Je vais tenter l'expérience de vivre ailleurs...
En fait je suis actuellement insatisfaite de mon lieu de vie... et donc je ne "construit" rien, dans l'attente, parce que je veux vivre ailleurs, mais évidemment j'appréhence "qu'ailleurs ne me nourrisse pas". (il en fait rêver plus d'un cet Ailleurs).
J'en vient à croire que c'est une attitude Catho (croire au Paradis et à la vie meilleure dans un futur...).
Et je me demande ensuite si je ne suis pas plus atachée au mouvement qu'au changement d'un lieu pour un autre, le soleil en plus.
J'explicite: le mouvement vous maintient dans l'esquive, dans la superficialité. Voyager de place en place enveloppe les lieux d'une aura rose :-), pas le temps de se lasser et les lieux restes d'impérrissables et majestueux souvenirs.

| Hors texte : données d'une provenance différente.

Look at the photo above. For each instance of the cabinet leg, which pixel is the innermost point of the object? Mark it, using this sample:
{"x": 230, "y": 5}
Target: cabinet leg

Globe-trotteur= surfeur des temps.
J'appréhende juste le fait d'être addict du voyage pr me sentir bien, de devoir (toujours en quête de sérénité) partir une ou deux fois par an voire m'organiser pour partir half a year every year.
Le voyage semble donner une valeur ajoutée à ma vie, mais j'ai peur de me réveiller et de me dire: " putain, tu as fait le baltringue toute ta vie et tu n'as rien construit... Amatrice, dilletante!"
Drôle de vie... de voyager de ports en ports, trouvant les ressourçes nécessaires qui ne serviront qu'à ça!...
Mais la sédentarité à ses revers aussi, et je suis sur un forum de voyages, alors vous me direz peut-être que rien ne vaut plus que le regard d'un homme qui a voyagé... et limé son cerveau contre celui d'autrui comme dirait ce cher Montaigne...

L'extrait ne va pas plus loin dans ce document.